The poverty rate among waitstaff and bartenders is dramatically lower in states where tipped workers must be paid the regular minimum wage as a base wage than in states where restaurants can pay tipped workers a base wage less than the full minimum wage. Federal law permits restaurants to pay tipped workers a base wage of $2.13 per hour so long as the weekly total of their tips plus the base wage is the equivalent of a week’s salary at the minimum wage. If not, restaurants are supposed to make up the difference, although this requirement is difficult to enforce and there is considerable abuse.
In the states where restaurants are permitted to pay waitstaff and bartenders the federal tipped minimum wage of $2.13 per hour, 18 percent of these workers are in poverty—more than twice the rate of non-tipped workers in those states (7 percent).
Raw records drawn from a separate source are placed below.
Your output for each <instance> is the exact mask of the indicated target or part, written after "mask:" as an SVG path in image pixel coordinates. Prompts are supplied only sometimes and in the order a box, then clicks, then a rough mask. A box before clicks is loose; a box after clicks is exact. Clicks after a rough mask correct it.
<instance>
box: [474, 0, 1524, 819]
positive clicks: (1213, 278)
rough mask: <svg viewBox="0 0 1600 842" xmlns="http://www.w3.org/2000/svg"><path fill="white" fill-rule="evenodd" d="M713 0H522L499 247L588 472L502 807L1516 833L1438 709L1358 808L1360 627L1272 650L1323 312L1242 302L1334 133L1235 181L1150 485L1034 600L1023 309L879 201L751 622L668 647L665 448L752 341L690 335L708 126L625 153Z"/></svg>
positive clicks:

Waitstaff and bartenders are less likely to be in poverty when they are paid the regular minimum wage: Poverty rates of non-tipped workers, and waiters and bartenders, by state tipped-minimum-wage level
|States with $2.13 tipped minimum wage||States with tipped minimum wage above $2.13 but below regular minimum wage||States where tipped workers get the regular minimum wage|
Source: Authors' analysis of Current Population Survey Annual Social and Economic Supplement microdata, 2010–2012
In the 25 states that require restaurants to pay waiters and bartenders more than $2.13 per hour, but less than the full minimum wage, 14.4 percent of waiters and bartenders are in poverty, versus 6 percent of non-tipped workers.
The poverty rate of waiters and bartenders is much lower in the seven states that require restaurants to pay waitstaff and bartenders the regular minimum wage regardless of tips: in these states, it is nearly 8 percentage points lower than in the $2.13 states and over 4 percentage points lower than in the states where tipped workers get more than $2.13 per hour but less than the regular minimum wage.
Because the poverty rates of non-tipped workers do not vary between the three groups of states, differences in tipped minimum wage policies are likely driving the substantially different poverty rates of waitstaff and bartenders.